The return of Kelenic comes at an opportune time for Seattle, as the upcoming schedule is both fairly weak and also well aligned in terms of handedness for Kelenic. Five of the next six projected starting pitchers Seattle seems likely to face are right-handed, and they’ll probably face southpaw starters in only 4-5 of the remaining 15 in total. While Trammell is a speedier runner and likely a superior defender, Kelenic’s offensive upside is appealing, particularly in a stretch where Seattle’s bats have looked inconsistent in the extreme. He’s also been on absolute fire lately as well.
Looking at Kelenic’s Statcast data this month:
24 of his 52 batted balls (46.2%) exceeded 95 mph.
Only Julio Rodríguez (50.4) has a higher hard-hit rate among Mariners season qualifiers.
Max exit velo: 113.8 mph
Only Cal Raleigh (113.9) has hit a ball harder for M’s in Sept.
— Sam Dykstra (@SamDykstraMiLB) September 21, 2022
Kelenic has handled Triple-A pitching well before, and it’s hard to rightly tell what’s real or not in the Pacific Coast League, but Kelenic has been far far better against southpaws in Tacoma this year, and will likely not be asked to face them often to boot. He’s struck out at a below-average (20.8%) rate in the minors, including a tidy 14.7% K-rate in September, after theoretical frustration may have boiled over at being passed on for an initial September call-up. Perhaps this is a reward for powering through and continuing to perform despite that initial frustration, or perhaps it is a move of mild desperation from Seattle. A hot final two weeks could fuel both the potential for planning around Kelenic once more and trade appetites this winter. We’ll find out soon if the white horse he’s riding in on is named Shadowfax or Death.
Joining Kelenic is Torrens, whose 2022 has followed a similarly disappointing path. One of many players whose opposite field power was evaporated by the usually-deadened baseball, Torrens was sent back to Tacoma to rediscover his stroke, clearing waivers in the process. While down there, he received work at a few infield positions, with the former shortstop now boasting four starts at second base to his name in addition to his prior work at first base and third. Curt Casali is reportedly expected to take paternity leave imminently, but with Jake Lamb’s struggles and the return of Kelenic, a righty bat that theoretically can threaten lefty arms has more appeal.
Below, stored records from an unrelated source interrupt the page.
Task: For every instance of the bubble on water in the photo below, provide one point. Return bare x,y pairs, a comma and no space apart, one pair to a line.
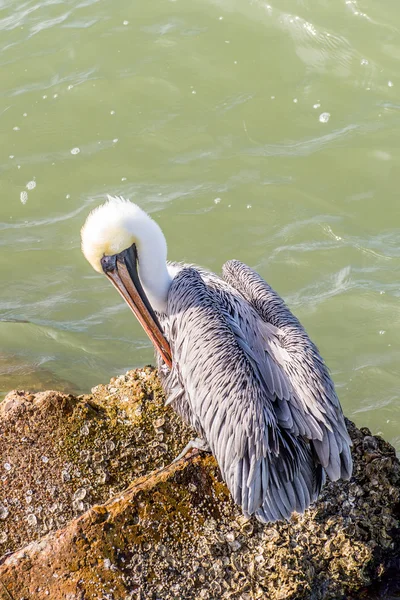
32,520
109,445
80,494
324,117
382,155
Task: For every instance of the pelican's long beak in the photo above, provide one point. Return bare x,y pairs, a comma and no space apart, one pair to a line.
121,270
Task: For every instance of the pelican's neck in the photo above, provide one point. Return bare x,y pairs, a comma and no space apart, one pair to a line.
152,266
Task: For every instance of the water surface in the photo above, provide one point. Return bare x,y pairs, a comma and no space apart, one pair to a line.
267,132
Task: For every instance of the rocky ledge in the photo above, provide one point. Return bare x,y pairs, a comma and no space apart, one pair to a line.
92,508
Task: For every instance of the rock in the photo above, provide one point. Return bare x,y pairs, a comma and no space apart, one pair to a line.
175,532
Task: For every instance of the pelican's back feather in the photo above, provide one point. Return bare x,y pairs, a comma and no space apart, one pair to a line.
229,381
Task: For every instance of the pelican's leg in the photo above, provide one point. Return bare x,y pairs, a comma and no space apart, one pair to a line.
197,443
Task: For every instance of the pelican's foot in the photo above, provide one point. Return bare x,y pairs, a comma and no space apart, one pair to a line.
198,443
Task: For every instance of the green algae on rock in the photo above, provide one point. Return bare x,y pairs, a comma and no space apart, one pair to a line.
174,533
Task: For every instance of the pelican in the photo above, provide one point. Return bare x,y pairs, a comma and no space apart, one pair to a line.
234,363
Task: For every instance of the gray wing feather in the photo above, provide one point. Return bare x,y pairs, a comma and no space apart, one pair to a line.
314,408
231,389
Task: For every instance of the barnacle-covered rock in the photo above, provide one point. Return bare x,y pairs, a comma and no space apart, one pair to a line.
92,508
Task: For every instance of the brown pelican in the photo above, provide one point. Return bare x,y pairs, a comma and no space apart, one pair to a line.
234,362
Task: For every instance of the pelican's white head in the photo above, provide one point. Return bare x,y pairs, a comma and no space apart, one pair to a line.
118,225
120,240
115,226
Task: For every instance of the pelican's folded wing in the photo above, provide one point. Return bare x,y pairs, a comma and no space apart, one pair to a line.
269,470
313,409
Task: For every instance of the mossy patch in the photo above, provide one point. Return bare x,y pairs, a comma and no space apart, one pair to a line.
175,532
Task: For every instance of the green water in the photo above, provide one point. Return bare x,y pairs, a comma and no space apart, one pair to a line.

In all likelihood, Torrens will be used sparingly, as the versatile backstop has not quite lit things up in Tacoma to the point of earning trust once more, but Seattle’s hopeful playoff roster is liable to include three catchers, so Torrens was bound to return sooner or later.
For Trammell, it’s a frustrating return to Tacoma where he’s dominated all year. For Lamb, it’s a disappointing end to what was a lovely homecoming story. The Seattle native has gotten limited play in Seattle but has struggled in those opportunities. Still, his lone home run had an outsized impact, knocking Cleveland Guardians starter Zach Plesac out with a broken hand by proxy. Trammell could quite likely be back on a playoff roster. Lamb hopefully will find another home in the bigs.